To date, no gaming regulations have emerged in UAE despite the formation of a related governing body last fall. It’s expected that the emirates will approve or reject casinos on an individual basis with only Abu Dhabi and Dubai standing as logical destinations in addition to Ras Al Khaimah.

“I think there’s going to be a political agreement between all of these emirates,” added Umansky. “The smaller emirates are basically non-starters.”

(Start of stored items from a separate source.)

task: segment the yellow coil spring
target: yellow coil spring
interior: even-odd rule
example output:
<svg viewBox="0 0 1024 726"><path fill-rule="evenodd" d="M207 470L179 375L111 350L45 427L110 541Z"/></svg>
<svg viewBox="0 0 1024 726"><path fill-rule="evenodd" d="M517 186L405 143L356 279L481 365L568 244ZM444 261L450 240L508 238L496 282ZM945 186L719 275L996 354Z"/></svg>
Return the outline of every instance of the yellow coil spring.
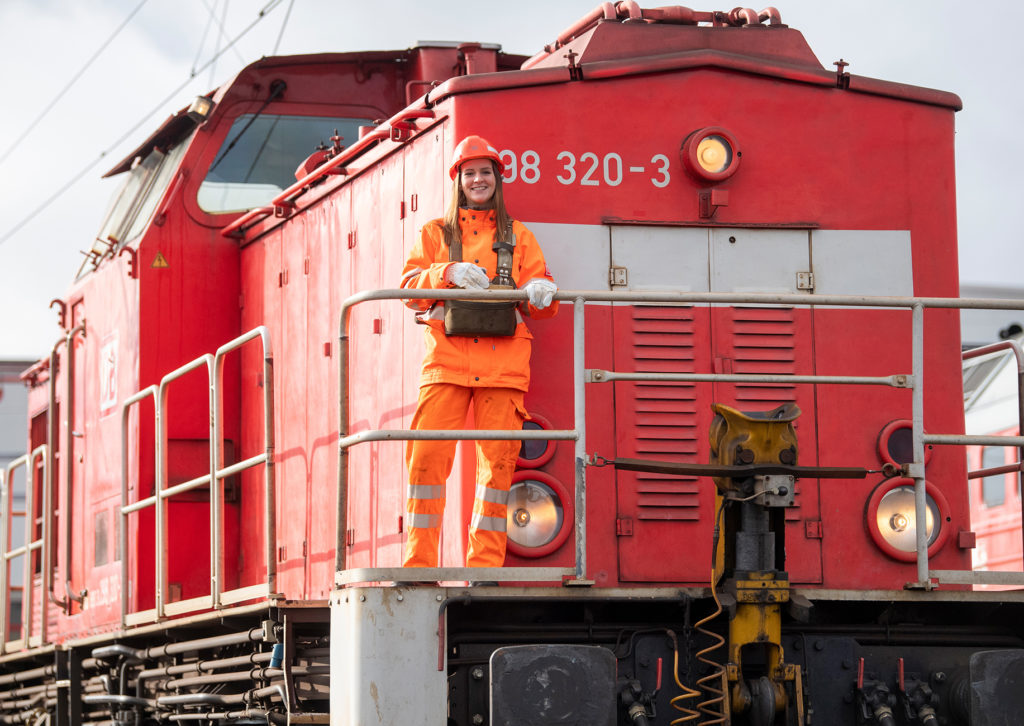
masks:
<svg viewBox="0 0 1024 726"><path fill-rule="evenodd" d="M707 694L708 698L697 704L697 710L706 717L701 723L703 726L715 726L728 721L726 715L725 691L728 680L726 679L725 666L711 660L708 655L725 646L725 638L718 633L708 630L705 626L722 614L722 603L718 599L717 577L715 572L715 555L718 552L718 537L721 532L722 512L725 510L723 499L715 513L714 536L711 540L711 596L715 599L715 612L700 620L694 625L694 630L703 633L712 640L712 644L697 653L697 660L712 667L711 673L697 680L697 688ZM689 689L687 689L689 690ZM691 712L692 713L692 712ZM696 716L687 716L685 720L693 720ZM673 721L673 723L676 723Z"/></svg>
<svg viewBox="0 0 1024 726"><path fill-rule="evenodd" d="M721 511L721 510L719 510ZM714 642L708 647L704 648L697 653L697 660L701 663L706 663L712 666L713 671L708 675L697 680L697 688L704 691L709 697L697 704L697 710L700 711L704 716L710 718L710 720L704 720L703 726L714 726L714 724L721 724L726 722L725 715L725 666L721 663L708 658L708 654L712 651L718 650L725 645L725 638L718 633L706 629L704 626L710 623L712 620L722 614L722 603L718 600L718 593L715 591L715 571L714 568L711 570L711 594L715 598L715 612L708 615L706 618L698 622L694 629L698 633L703 633L711 638Z"/></svg>
<svg viewBox="0 0 1024 726"><path fill-rule="evenodd" d="M700 696L700 691L693 690L689 686L684 685L683 682L679 680L679 643L676 642L676 634L673 633L671 630L669 631L669 636L672 638L672 649L675 653L673 675L676 679L676 685L679 687L679 690L682 691L682 693L680 693L678 696L676 696L670 701L670 703L672 704L672 708L676 709L677 711L681 711L683 714L675 721L671 722L670 726L676 726L676 724L688 723L690 721L700 718L699 713L697 713L693 709L687 708L686 705L683 703L684 701L687 701L691 698L697 698L698 696Z"/></svg>

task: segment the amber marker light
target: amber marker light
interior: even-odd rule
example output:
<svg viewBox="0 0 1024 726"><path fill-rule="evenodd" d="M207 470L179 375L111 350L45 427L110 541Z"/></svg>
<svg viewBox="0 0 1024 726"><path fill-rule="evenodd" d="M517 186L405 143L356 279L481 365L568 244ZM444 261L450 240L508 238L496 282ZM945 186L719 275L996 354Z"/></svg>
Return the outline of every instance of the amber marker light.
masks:
<svg viewBox="0 0 1024 726"><path fill-rule="evenodd" d="M721 136L706 136L697 144L697 163L711 174L721 174L732 163L732 149Z"/></svg>
<svg viewBox="0 0 1024 726"><path fill-rule="evenodd" d="M688 172L709 182L719 182L735 174L743 155L736 138L720 126L691 133L683 141L679 154Z"/></svg>

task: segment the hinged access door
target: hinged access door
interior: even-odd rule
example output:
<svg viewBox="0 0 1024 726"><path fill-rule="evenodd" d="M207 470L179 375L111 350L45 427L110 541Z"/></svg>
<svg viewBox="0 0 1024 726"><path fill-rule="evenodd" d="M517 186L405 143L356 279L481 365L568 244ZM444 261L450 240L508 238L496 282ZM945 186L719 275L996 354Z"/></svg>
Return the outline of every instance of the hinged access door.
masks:
<svg viewBox="0 0 1024 726"><path fill-rule="evenodd" d="M805 230L613 227L613 266L627 289L796 293L810 271ZM615 369L676 373L813 373L808 309L791 306L619 305ZM619 457L707 463L713 402L743 411L795 401L800 463L817 463L814 392L794 384L615 384ZM619 566L624 581L651 581L666 558L679 580L703 582L711 566L714 484L708 477L619 472ZM787 568L795 582L821 579L820 539L801 521L819 519L817 481L797 484L787 512ZM622 534L628 531L629 534ZM653 562L651 551L659 553Z"/></svg>

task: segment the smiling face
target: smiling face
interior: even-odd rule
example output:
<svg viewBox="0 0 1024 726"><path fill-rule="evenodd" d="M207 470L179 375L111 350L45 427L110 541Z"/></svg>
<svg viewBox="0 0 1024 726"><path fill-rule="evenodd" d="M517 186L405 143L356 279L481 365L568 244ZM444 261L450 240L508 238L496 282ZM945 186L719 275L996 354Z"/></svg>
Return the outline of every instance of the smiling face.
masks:
<svg viewBox="0 0 1024 726"><path fill-rule="evenodd" d="M466 202L483 206L494 196L496 180L494 164L490 159L470 159L459 168L459 183Z"/></svg>

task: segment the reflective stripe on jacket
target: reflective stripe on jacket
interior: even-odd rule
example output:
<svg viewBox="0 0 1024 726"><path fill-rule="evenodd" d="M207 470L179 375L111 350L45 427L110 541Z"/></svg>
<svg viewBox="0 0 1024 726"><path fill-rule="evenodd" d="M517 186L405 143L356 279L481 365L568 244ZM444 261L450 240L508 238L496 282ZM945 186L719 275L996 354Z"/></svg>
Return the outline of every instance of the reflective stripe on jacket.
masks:
<svg viewBox="0 0 1024 726"><path fill-rule="evenodd" d="M498 257L494 243L494 212L491 210L460 210L462 260L487 270L488 279L497 274ZM520 288L535 278L552 280L544 262L544 254L536 238L523 224L513 223L516 236L512 256L512 279ZM444 243L444 220L435 219L420 230L419 241L409 253L402 270L401 287L415 290L451 289L444 281L448 246ZM530 335L520 320L515 335L500 338L470 338L444 334L444 305L435 300L409 300L406 303L421 311L426 323L427 354L423 360L420 385L454 383L460 386L516 388L525 391L530 385ZM530 317L549 318L558 312L558 302L538 310L528 302L520 310Z"/></svg>

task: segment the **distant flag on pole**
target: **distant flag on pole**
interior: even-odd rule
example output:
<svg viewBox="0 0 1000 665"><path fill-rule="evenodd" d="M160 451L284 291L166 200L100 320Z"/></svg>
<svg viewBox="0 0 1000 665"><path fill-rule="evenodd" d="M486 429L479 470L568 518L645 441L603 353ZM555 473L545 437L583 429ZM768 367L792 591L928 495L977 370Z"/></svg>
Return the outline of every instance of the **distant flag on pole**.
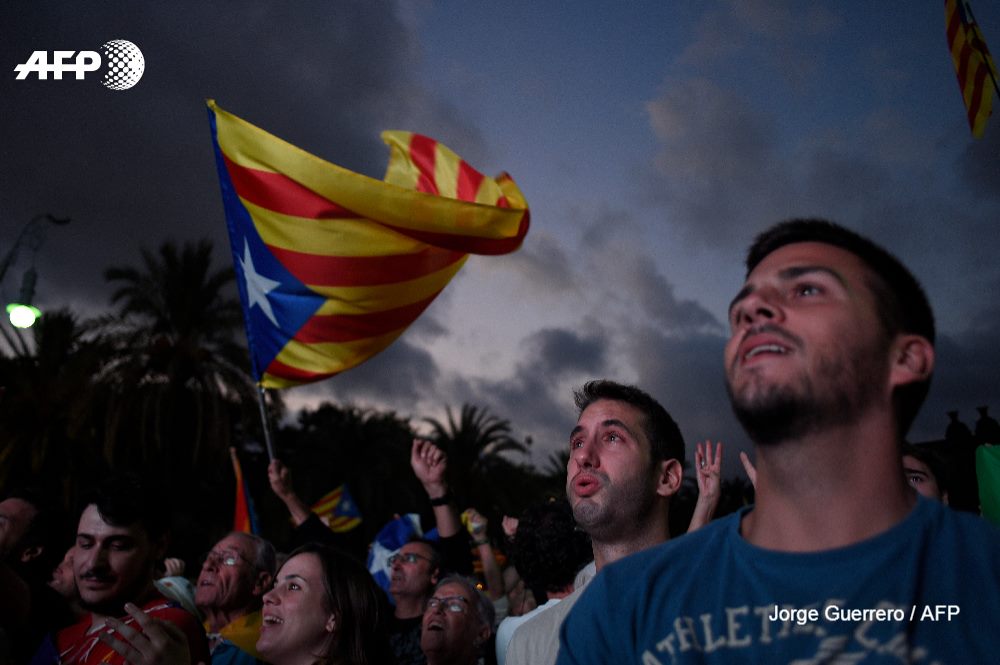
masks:
<svg viewBox="0 0 1000 665"><path fill-rule="evenodd" d="M354 503L347 485L340 485L313 504L312 511L330 527L331 531L343 533L361 524L361 512Z"/></svg>
<svg viewBox="0 0 1000 665"><path fill-rule="evenodd" d="M259 385L318 381L385 349L467 255L528 232L524 197L440 143L383 132L384 181L326 162L208 101Z"/></svg>
<svg viewBox="0 0 1000 665"><path fill-rule="evenodd" d="M983 517L1000 526L1000 446L976 448L976 480Z"/></svg>
<svg viewBox="0 0 1000 665"><path fill-rule="evenodd" d="M247 489L246 481L243 479L243 467L240 466L240 458L236 456L235 448L229 449L229 457L233 461L233 474L236 476L233 531L259 533L257 514L254 512L253 501L250 499L250 492Z"/></svg>
<svg viewBox="0 0 1000 665"><path fill-rule="evenodd" d="M945 0L944 20L948 48L955 64L969 128L972 129L973 136L982 138L986 122L993 111L997 68L969 3L965 0Z"/></svg>

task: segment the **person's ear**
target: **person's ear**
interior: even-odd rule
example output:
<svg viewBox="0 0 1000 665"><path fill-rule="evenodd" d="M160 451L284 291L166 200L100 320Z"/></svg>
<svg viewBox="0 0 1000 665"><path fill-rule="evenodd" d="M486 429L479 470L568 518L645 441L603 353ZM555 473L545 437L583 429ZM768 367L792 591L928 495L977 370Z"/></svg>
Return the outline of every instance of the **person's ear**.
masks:
<svg viewBox="0 0 1000 665"><path fill-rule="evenodd" d="M163 534L156 540L152 541L151 545L153 548L153 560L163 561L163 558L167 555L167 544L170 542L169 536Z"/></svg>
<svg viewBox="0 0 1000 665"><path fill-rule="evenodd" d="M334 614L333 612L331 612L330 616L327 617L326 624L323 626L323 628L328 633L335 633L335 632L337 632L337 615Z"/></svg>
<svg viewBox="0 0 1000 665"><path fill-rule="evenodd" d="M250 593L256 597L263 596L271 588L273 582L274 576L266 570L261 570L257 573L257 579L254 580Z"/></svg>
<svg viewBox="0 0 1000 665"><path fill-rule="evenodd" d="M21 563L28 563L32 559L37 559L42 556L42 552L45 551L45 547L42 545L32 545L31 547L25 547L21 550Z"/></svg>
<svg viewBox="0 0 1000 665"><path fill-rule="evenodd" d="M485 644L488 639L490 639L490 627L484 623L479 628L479 632L476 633L476 637L472 640L472 645L478 649Z"/></svg>
<svg viewBox="0 0 1000 665"><path fill-rule="evenodd" d="M897 335L891 360L889 381L893 387L926 381L934 371L934 345L922 335Z"/></svg>
<svg viewBox="0 0 1000 665"><path fill-rule="evenodd" d="M663 460L658 463L656 477L656 493L660 496L672 496L681 488L684 469L675 459Z"/></svg>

Should Dubai allow an integrated resort, the obvious beneficiary could be MGM Resorts International (NYSE: MGM), which is developing a non-gaming hotel there. However, executives from the US casino giant have indicated room is being allotted for a potential casino and they could pivot to make a gaming venue happen if regulators allow it.

MGM is actually developing three hotels in UAE and has noted it could consider opening in a gaming venue in Abu Dhabi if that emirate allows it and Dubai does not.

Wynn UAE Could Be More Las Vegas Than Macau

As has been widely noted, Wynn’s UAE property, which is slated to open in early 2027, is expected to be massive in size, but the casino floor will command a scant percentage of the property’s 5.6 million square feet.

That is to say the integrated resort will have more of a Las Vegas feel to it in that amenities such as plush guestrooms, fine dining, and high-end entertainment will take precedent over betting. That runs counter to the popular operating methodology in Macau — Wynn’s largest market — but it could be a shrewd move in UAE.

As Umansky noted, betting is still widely viewed as taboo in much of the Arab world and for many Arab Muslims, there’s a big difference between wagering in Europe and the US and “doing it next door.”